Принять такое решение было не просто. Мучили сомнения: разве, выйдя «на гражданку», я не сумею заработать на жизнь нам с Лидой? Разве моей благоприобретенной квалификации военного журналиста не хватит для сотрудничества в невоенной периодике?

И кроме того, в глубине души зрела потребность литературного творчества. Я писал Лиде: «Меня мучит мысль, затаенная, беспокойная, что я – на мертвой точке. Я ничему не учусь, не узнаю ничего нового и питаюсь пищей прошлых лет… боюсь усталости, растраты сил по мелочам. Есть страшное слово: „выдохнуться“. Этого еще нет, слава богу. Я не преувеличиваю своих возможностей, но все-таки часто испытываю волнение в крови и знаю, что это такое…»

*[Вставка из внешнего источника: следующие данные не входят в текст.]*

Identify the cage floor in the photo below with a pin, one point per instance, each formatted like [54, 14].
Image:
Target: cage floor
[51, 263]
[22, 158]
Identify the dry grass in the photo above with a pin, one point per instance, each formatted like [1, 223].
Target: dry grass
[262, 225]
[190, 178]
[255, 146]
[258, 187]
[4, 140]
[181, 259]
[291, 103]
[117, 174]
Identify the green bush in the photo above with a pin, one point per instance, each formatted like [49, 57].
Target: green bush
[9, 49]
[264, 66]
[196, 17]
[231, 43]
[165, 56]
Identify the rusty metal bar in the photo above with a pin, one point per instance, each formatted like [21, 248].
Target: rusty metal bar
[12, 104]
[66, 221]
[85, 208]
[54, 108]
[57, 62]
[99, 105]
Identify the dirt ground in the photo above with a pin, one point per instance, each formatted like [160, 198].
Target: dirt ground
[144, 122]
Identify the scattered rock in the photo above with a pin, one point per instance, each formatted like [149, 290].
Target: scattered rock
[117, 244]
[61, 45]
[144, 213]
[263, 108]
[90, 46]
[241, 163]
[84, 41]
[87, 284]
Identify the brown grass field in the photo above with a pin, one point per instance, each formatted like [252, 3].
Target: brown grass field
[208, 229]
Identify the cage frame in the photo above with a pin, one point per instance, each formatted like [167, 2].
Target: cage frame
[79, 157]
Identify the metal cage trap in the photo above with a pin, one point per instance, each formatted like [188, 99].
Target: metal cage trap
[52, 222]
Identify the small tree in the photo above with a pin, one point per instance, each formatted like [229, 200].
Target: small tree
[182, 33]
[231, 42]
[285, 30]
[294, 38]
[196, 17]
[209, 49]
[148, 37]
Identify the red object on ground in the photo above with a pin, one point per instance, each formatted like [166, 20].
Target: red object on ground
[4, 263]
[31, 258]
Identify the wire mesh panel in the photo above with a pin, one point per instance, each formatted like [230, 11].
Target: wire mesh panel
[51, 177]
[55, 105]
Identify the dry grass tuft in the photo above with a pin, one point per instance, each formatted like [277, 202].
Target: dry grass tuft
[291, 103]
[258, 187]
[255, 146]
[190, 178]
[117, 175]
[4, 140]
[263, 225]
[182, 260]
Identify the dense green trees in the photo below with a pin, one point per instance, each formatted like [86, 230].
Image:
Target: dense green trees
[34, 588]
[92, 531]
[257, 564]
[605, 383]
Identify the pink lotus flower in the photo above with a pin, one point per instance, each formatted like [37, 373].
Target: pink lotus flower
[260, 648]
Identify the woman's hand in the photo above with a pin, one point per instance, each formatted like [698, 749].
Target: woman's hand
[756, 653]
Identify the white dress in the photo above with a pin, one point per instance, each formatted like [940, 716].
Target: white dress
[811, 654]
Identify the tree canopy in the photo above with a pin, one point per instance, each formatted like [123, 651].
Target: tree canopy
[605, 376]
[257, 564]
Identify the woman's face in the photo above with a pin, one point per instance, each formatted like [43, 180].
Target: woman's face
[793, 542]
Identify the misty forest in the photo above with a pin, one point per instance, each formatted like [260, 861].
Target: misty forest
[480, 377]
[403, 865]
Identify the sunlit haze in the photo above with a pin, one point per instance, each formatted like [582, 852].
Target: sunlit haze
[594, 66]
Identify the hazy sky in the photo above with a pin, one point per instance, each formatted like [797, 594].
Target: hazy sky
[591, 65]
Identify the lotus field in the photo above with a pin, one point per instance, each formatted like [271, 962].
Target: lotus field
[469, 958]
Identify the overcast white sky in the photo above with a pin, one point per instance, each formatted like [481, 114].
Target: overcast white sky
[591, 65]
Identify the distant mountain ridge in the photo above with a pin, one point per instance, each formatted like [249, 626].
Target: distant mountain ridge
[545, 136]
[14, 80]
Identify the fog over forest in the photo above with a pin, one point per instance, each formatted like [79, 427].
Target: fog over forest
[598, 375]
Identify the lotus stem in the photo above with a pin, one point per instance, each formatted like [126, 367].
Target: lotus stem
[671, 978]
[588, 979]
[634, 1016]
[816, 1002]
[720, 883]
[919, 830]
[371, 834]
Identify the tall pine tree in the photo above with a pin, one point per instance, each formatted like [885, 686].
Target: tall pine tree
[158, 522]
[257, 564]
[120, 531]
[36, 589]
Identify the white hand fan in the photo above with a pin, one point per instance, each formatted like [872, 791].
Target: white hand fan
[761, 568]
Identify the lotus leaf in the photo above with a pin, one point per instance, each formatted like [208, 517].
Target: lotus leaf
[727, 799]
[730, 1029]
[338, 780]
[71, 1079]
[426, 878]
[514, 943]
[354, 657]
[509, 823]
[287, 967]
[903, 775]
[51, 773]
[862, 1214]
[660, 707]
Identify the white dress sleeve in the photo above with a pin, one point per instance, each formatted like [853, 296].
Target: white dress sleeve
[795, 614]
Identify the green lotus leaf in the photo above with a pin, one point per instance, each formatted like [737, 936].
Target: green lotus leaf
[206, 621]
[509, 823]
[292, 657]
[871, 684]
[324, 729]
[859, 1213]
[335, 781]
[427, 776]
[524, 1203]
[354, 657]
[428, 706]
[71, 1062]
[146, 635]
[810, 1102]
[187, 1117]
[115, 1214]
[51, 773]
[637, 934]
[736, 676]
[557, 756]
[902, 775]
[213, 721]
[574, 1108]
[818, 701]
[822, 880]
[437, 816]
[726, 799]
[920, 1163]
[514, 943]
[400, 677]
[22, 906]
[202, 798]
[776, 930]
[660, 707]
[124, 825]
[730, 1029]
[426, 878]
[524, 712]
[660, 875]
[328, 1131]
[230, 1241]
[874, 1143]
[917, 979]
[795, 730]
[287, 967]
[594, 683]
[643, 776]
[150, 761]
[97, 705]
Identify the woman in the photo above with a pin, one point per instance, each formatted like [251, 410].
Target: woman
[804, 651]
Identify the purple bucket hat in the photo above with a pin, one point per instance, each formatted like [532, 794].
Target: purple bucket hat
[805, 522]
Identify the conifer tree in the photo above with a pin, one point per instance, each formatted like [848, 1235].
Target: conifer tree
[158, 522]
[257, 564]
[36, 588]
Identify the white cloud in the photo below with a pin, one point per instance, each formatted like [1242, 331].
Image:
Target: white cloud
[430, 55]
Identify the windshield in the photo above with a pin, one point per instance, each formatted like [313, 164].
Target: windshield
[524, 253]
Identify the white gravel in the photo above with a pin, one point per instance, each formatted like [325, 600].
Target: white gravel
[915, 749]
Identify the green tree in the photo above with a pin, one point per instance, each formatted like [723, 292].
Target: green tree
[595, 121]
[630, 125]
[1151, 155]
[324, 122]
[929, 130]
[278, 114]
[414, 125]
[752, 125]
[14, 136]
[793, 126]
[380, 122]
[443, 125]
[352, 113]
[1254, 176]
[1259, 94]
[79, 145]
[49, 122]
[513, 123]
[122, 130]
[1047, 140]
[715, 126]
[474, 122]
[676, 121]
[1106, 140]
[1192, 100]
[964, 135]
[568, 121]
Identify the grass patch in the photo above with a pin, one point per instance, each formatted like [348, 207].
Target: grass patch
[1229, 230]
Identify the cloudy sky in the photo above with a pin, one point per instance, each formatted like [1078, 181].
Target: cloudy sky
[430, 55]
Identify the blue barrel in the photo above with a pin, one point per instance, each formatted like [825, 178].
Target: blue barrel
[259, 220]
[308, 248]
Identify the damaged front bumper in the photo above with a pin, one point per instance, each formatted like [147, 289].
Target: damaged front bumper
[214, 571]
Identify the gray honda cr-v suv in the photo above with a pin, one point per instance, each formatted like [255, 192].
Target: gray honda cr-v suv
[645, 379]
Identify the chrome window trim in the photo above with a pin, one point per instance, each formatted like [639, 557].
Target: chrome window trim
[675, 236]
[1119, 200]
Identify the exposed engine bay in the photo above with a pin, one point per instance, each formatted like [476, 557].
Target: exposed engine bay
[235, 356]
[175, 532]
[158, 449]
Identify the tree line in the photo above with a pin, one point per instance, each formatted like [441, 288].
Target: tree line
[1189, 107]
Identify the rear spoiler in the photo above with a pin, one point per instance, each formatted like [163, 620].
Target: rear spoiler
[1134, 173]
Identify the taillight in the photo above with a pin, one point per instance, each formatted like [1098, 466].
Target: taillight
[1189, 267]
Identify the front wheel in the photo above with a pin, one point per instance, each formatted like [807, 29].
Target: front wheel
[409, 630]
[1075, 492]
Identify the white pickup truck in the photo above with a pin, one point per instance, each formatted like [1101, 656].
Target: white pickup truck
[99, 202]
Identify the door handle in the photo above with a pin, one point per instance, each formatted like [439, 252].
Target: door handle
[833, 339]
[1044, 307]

В конце марта мне сообщили неприятную новость. Из Москвы пришли новые штаты для редакций газет баз и соединений, и теперь секретарь редакции – не офицерская должность, а старшинская. Это означало резкое снижение денежного содержания, то бишь зарплаты.

Прежде, будучи холостым, я бы не придал этому изменению большого значения: подумаешь, меньше буду получать, да наплевать, война идет к концу, а там – демобилизация, выйду на гражданку – все хорошо, прекрасная маркиза…

Но теперь…

Теперь оставалось ждать аттестации. Вот же как получилось: страшился попасть на флот с его пятилетней службой, а теперь, уже почти отмотав пятилетку, готов надеть офицерские погоны и служить на флоте дальше… кто знает, сколько еще лет?.. И высшее образование так и останется незаконченным – заволоклись туманом сфинксы напротив портала Академии художеств…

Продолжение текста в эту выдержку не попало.